32
Con ese gradullón hacen setenta y tres.
—¿En serio los estás contando?
—¿Tú no?
A Iviqi se le ocurrieron varias respuestas, pero prefirió guardar silencio. No sabían qué podría hallarse más allá de la puerta que en esos momentos se abría. Se encontraba por completo cubierta en sudor y empezaba a notar los primeros síntomas de cansancio en el brazo derecho y en las piernas. Pero todavía le quedaban energías para seguir.
—¿Y te has apuntado también al tipo este? —preguntó Iviqi, señalando los restos del guardián fantasmal que acababan de derrotar—. Es más bien mío.

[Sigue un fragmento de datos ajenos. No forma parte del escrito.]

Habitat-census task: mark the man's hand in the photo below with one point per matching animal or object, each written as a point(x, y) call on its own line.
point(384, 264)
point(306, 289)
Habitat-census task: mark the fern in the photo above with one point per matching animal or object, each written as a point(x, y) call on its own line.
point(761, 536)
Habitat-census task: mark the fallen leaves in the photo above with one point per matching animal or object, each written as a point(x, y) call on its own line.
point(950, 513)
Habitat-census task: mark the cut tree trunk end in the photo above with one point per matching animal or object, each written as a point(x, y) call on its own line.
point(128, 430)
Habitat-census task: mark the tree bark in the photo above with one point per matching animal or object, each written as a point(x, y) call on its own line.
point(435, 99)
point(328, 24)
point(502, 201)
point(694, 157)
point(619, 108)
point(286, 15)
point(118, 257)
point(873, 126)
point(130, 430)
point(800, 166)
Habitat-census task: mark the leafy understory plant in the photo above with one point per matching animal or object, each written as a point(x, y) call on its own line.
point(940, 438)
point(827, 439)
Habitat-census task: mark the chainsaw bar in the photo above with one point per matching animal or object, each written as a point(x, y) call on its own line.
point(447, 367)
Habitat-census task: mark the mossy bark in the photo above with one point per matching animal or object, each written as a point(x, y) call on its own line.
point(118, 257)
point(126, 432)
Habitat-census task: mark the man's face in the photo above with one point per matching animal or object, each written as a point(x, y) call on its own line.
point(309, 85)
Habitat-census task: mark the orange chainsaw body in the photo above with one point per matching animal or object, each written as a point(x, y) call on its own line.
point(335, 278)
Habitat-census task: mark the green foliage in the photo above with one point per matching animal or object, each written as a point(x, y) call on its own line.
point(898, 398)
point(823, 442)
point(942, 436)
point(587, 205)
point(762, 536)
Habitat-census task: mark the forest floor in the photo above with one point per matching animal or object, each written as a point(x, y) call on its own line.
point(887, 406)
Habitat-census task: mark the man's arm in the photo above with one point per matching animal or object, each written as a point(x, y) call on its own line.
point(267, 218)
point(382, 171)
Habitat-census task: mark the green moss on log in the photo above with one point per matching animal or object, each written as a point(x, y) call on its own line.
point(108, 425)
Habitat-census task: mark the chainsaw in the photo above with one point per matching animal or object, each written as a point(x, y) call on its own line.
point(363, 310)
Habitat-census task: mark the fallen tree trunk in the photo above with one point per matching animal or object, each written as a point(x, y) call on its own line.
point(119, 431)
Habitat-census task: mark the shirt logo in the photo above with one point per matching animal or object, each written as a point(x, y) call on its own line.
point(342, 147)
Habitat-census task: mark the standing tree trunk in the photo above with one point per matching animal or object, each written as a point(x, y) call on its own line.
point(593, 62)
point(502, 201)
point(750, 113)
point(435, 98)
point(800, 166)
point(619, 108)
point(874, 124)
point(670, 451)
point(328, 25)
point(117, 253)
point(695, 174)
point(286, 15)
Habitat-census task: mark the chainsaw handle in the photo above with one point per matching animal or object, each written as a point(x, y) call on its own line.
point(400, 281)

La amazona soltó una carcajada seca.
—No me hagas reír. Solo le has hecho cosquillas.
—Cosquillas necesarias —apuntó Iviqi—. Sin mí no hubieras encontrado espacio para tu ataque.
La guerrera pelirroja la miró de hito en hito, con una media sonrisa propia de un corsario de pésimos modales.
—¿Qué te parece la mocosa? —exclámó—. Apenas a echado a andar y ya se cree que puede pelear con las mayores. Que a mí no me engañas, niña, que tu destreza tiene truco.
Señalaba a Destello. Iviqi no se mostró sorprendida por su comentario. Era verdad, al fin y al cabo. Se la quedó mirando con descaro, sonriendo.
—Ya verás cuando tenga la armadura —le respondió.
Eso pareció agradar a Dhun, que se preparaba para dar una respuesta, seguramente alguna otra bravuconada de las suyas, pero que tuvo que ponerse a cubierto. Desde el extremo opuesto de la nueva sala, llegaban flechas. Por suerte, los tiradores se encontraban demasiado lejos. Pero eran muchos, e insistentes. Una y otra se refugiaron tras un grupo de peñascos lo suficientemente voluminoso para albergarlas a ambas agachadas.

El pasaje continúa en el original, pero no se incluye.